Maximum Depth of Binary Tree

easy · binary-tree, dfs

Maximum Depth of Binary Tree

Given the root of a binary tree, return its maximum depth (number of nodes along the longest path from root to leaf).

Function signature

func MaxDepth(root *TreeNode) int

Inputs / outputs

  • root: pointer to the root node.
  • Return: maximum depth.

Example

    3
   / \
  9  20
     / \
    15  7
Output: 3

Constraints

  • 0 <= number of nodes <= 100_000

Core idea (near-solution)

Depth of a node is 1 + max(depth of left, depth of right).

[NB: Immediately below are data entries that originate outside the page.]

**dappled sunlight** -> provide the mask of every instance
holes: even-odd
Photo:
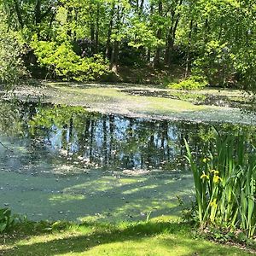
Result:
[[[177,229],[179,227],[179,229]],[[148,222],[120,226],[84,224],[53,234],[31,236],[0,246],[4,255],[250,255],[188,235],[179,223]]]

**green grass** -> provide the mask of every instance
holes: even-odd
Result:
[[[0,238],[4,255],[251,255],[195,238],[189,224],[155,219],[118,225],[61,222],[21,224]]]
[[[140,90],[143,91],[167,92],[174,95],[183,94],[183,91],[163,90],[155,85],[142,84],[73,84],[48,83],[42,88],[17,89],[19,97],[27,99],[26,96],[45,96],[45,100],[55,104],[88,107],[90,111],[125,114],[137,117],[153,117],[177,119],[197,121],[229,121],[233,123],[251,123],[251,116],[241,113],[236,108],[215,106],[199,106],[189,102],[189,99],[179,96],[177,99],[162,96],[134,96],[125,90]],[[190,95],[198,91],[190,91]],[[206,94],[224,95],[229,96],[241,96],[240,91],[203,90],[200,96]]]

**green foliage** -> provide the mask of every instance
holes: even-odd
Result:
[[[226,86],[235,83],[235,70],[227,44],[212,40],[204,52],[194,61],[192,73],[203,75],[212,86]]]
[[[179,83],[172,83],[168,85],[174,90],[201,90],[207,85],[207,80],[201,76],[192,76]]]
[[[186,143],[194,175],[197,218],[202,228],[241,230],[256,235],[256,157],[242,136],[218,136],[212,151],[195,163]]]
[[[7,33],[5,29],[0,22],[0,84],[10,87],[19,83],[26,71],[21,59],[23,49],[16,35]]]
[[[16,218],[8,208],[0,209],[0,233],[9,230],[16,224]]]
[[[56,42],[38,41],[35,38],[31,44],[40,66],[64,79],[93,80],[108,72],[100,55],[82,58],[76,55],[68,42],[59,44]]]

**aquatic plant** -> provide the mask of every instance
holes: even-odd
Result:
[[[201,228],[240,230],[256,235],[255,148],[243,136],[218,135],[210,152],[195,162],[188,143],[187,160],[194,175],[196,216]]]

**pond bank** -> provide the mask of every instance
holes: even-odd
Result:
[[[255,115],[230,108],[236,102],[235,106],[239,106],[246,98],[239,90],[207,89],[188,93],[156,85],[56,82],[37,88],[17,88],[15,93],[23,100],[38,101],[40,97],[55,104],[83,106],[91,112],[130,117],[256,124]],[[208,100],[209,96],[213,98]]]

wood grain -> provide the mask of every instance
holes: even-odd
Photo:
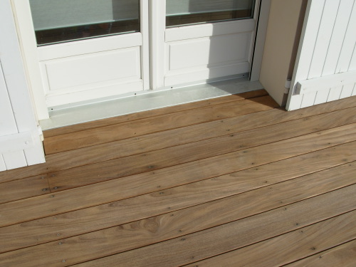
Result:
[[[150,117],[156,117],[169,113],[174,113],[177,112],[192,110],[203,107],[209,107],[214,105],[220,105],[231,101],[243,100],[244,99],[258,98],[268,95],[268,94],[264,89],[256,90],[255,91],[242,93],[236,95],[224,96],[222,98],[216,98],[213,99],[209,99],[206,100],[194,102],[191,103],[177,105],[172,107],[158,108],[152,110],[146,110],[140,112],[127,114],[122,116],[108,117],[107,119],[80,123],[78,125],[70,125],[68,127],[50,129],[43,131],[43,136],[45,138],[47,138],[56,135],[61,135],[70,132],[80,132],[90,129],[95,129],[115,124],[126,122],[128,121],[134,121],[140,119],[145,119]]]
[[[356,108],[351,110],[309,117],[243,132],[231,133],[192,144],[144,152],[89,166],[51,172],[49,182],[51,192],[155,171],[356,122]],[[276,132],[278,134],[276,135]],[[204,135],[204,132],[200,134]],[[263,138],[256,138],[256,136]],[[182,138],[180,136],[178,137]],[[170,142],[169,135],[165,139],[161,137],[161,140],[162,139],[162,143]],[[147,140],[150,142],[149,139]],[[139,146],[136,151],[142,150],[142,147],[145,146]],[[125,147],[122,146],[122,149],[125,151]],[[126,149],[135,152],[135,144],[132,143],[132,145],[126,147]]]
[[[330,129],[323,132],[303,135],[299,137],[291,138],[290,140],[273,142],[265,145],[261,145],[254,148],[238,151],[234,153],[226,154],[222,156],[210,157],[206,159],[201,159],[192,162],[190,166],[194,165],[194,171],[202,174],[202,169],[205,169],[205,179],[211,177],[211,173],[214,167],[218,167],[219,172],[225,169],[226,165],[234,166],[235,169],[229,172],[236,172],[244,169],[248,169],[251,167],[270,163],[273,161],[281,160],[288,157],[295,157],[298,155],[303,155],[313,151],[322,150],[341,145],[345,142],[355,140],[356,136],[356,125],[349,125],[337,128]],[[208,167],[213,165],[212,168]],[[189,179],[182,174],[185,169],[189,169],[190,167],[187,165],[179,165],[177,167],[179,172],[175,172],[175,174],[169,175],[169,179],[176,181],[175,177],[181,179]],[[93,169],[94,172],[95,169]],[[163,169],[162,172],[166,171]],[[157,191],[157,184],[152,186],[152,179],[157,175],[157,173],[162,174],[161,172],[150,172],[146,174],[143,184],[150,184],[151,188]],[[220,172],[221,173],[221,172]],[[226,173],[226,172],[225,172]],[[229,173],[229,172],[228,172]],[[207,174],[207,175],[206,175]],[[219,175],[219,174],[218,174]],[[165,176],[167,177],[168,176]],[[130,182],[132,182],[132,177],[130,177]],[[131,189],[125,192],[122,188],[117,189],[116,195],[120,199],[129,197],[130,194],[140,194],[139,189],[141,188],[141,184],[135,187],[131,184]],[[159,185],[159,184],[158,184]],[[93,188],[93,187],[92,187]],[[95,187],[94,187],[95,188]],[[68,191],[70,192],[70,191]],[[70,193],[69,193],[70,194]],[[145,193],[142,193],[145,194]],[[53,196],[55,196],[53,194]],[[60,196],[63,196],[61,194]],[[8,204],[0,205],[0,216],[1,221],[0,226],[4,226],[20,222],[27,221],[45,216],[58,214],[63,212],[67,212],[73,210],[73,205],[78,207],[78,203],[83,203],[83,200],[90,199],[89,195],[80,195],[78,194],[72,194],[70,198],[66,199],[64,202],[58,202],[56,197],[50,198],[50,196],[36,197],[26,200],[20,200]],[[81,199],[80,201],[77,199]],[[58,205],[61,204],[61,205]],[[21,213],[19,217],[17,214]]]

Invariant: recursion returns correct depth for each subtree.

Algorithm (step-by-step)

  1. If node is nil, return 0.
  2. Recursively compute left and right depths.
  3. Return 1 + max(left, right).

Correctness sketch

  • Invariant: recursion returns correct depth for each subtree.
  • Base cases handle nil/leaf nodes correctly.
  • Recursive calls return correct results for subtrees (induction).
  • Combining subtree results yields the correct answer for the current node.

Trace (hand walkthrough)

Trace Walkthrough
Example input:
    3
   / \
  9  20
     / \
    15  7
Output: 3

Walk:
- leaf 9 has depth 1; leaves 15 and 7 have depth 1
- node 20 depth = 1 + max(1,1) = 2
- root 3 depth = 1 + max(1,2) = 3

Pitfalls to avoid

  • Forgetting the base case for nil.

Complexity

  • Time: O(n)
  • Extra space: O(h) recursion stack.

Implementation notes (Go)

  • Handle root == nil early.
  • DFS recursion is simplest; BFS works if stack depth is a concern.